An important objective in clinical oncology is to rapidly determine the type of tumor a patient has, and to provide a prediction of tumor behavior in order to identify the most appropriate treatment. Traditionally, this has been done by pathologists, who look at the type of cells and other morphological features present in the tumor and surrounding tissues. The availability of microarray technology for measuring the RNA expression levels for every gene in the genome has opened the door to characterizing the biology of tumors in a completely different way. Previous studies have demonstrated the potential for the use of genome-wide expression analysis, to yield important information about tumor biology that complements the traditional pathological features.

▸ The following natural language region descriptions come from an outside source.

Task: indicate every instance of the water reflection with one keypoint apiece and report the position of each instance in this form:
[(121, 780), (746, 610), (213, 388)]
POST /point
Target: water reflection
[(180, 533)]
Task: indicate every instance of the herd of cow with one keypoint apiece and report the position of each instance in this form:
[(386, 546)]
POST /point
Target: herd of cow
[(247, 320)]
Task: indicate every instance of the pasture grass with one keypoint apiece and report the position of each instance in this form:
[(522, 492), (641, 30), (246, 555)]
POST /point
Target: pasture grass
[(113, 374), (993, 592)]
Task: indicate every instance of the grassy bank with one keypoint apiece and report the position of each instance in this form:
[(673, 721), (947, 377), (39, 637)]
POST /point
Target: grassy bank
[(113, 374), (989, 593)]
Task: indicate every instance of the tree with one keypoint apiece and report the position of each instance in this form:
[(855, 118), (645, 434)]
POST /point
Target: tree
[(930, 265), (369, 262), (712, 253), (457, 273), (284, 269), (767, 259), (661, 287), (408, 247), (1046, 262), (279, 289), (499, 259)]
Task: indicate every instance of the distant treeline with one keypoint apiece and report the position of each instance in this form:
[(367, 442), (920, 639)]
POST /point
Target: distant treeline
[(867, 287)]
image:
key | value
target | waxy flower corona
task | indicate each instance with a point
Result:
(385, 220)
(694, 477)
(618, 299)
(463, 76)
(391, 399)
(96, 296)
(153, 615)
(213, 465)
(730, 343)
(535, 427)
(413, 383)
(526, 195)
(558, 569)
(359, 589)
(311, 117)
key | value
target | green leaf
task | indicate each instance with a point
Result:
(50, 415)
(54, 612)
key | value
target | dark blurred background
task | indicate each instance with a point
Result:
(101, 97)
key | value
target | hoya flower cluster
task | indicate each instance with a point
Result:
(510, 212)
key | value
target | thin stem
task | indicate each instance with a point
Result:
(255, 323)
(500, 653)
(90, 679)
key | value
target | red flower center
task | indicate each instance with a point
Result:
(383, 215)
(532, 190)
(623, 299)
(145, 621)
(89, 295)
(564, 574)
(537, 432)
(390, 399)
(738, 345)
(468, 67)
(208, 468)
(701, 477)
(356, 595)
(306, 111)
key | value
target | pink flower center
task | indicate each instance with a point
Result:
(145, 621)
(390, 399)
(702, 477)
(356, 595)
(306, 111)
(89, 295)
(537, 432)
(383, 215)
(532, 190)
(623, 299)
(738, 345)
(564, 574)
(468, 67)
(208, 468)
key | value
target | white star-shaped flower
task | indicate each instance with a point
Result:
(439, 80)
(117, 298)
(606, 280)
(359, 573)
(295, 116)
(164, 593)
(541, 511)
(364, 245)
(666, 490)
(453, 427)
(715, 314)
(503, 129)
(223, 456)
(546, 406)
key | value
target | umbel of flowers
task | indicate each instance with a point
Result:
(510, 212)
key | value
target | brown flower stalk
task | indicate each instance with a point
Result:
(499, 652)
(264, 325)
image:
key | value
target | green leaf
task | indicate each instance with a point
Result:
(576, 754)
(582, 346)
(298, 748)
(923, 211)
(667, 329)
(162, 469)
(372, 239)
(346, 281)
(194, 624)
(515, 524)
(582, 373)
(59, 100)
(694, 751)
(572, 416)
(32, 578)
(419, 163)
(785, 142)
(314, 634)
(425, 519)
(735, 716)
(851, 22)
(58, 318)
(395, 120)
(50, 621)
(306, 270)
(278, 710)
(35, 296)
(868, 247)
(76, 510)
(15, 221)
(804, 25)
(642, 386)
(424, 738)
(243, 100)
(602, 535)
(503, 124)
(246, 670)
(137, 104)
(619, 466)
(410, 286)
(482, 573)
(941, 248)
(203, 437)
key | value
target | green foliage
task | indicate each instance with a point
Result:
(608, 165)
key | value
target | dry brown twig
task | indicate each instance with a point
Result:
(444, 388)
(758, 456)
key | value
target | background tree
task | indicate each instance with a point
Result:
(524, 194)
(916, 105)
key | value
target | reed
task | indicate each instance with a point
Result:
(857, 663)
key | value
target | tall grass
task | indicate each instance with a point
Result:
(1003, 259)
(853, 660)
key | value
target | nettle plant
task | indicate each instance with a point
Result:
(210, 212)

The availability of genome-wide expression data has created a tremendous demand for data mining and machine learning methods that are capable of producing a subset of important features (namely, genes), along with a mathematical model relating variability in those features to variability in tumor class. Xu et al. present a hybrid machine learning approach for identifying gene expression features that are associated with a polytomous (more than binary) tumor endpoint. The authors use an adaptive resonance theory (ART) neural network for classification, with a particle swarm optimizer (PSO) for feature selection. The authors apply this approach to three real datasets, and compare the performance to other methods that have been applied to the data. They were able to show that this approach is competitive with other approaches, such as a probabilistic neural network. The combination of the ART-based neural network with PSO is novel.
An important consideration when evaluating and comparing data mining and machine learning methods is whether the methods that seem to be performing the best are actually finding the true signal in the noise. This is very difficult to assess when the benchmarking is performed on real datasets, since the truth is not knowable. The alternative is to compare methods using simulated data (where the signal is engineered into a noisy dataset). The challenge with simulated or artificial data is that the engineering of a realistic pattern in the data may be difficult, and there are typically many assumptions made that might not be valid. However, simulated data seems like a good starting point for any new or novel method. It will provide an important baseline for performance, prior to the analysis of real data. Once a new method is applied to real data, and compared to other methods, the gold standard should be the biological interpretation (rather than the classification accuracy, for example). A method that produces a good classifier with a biologically meaningful model will be more valuable to a clinical oncologist than a good classifier that can’t be interpreted. These are all important things to keep in mind when developing and evaluating new classification methods for high-dimensional biological datasets.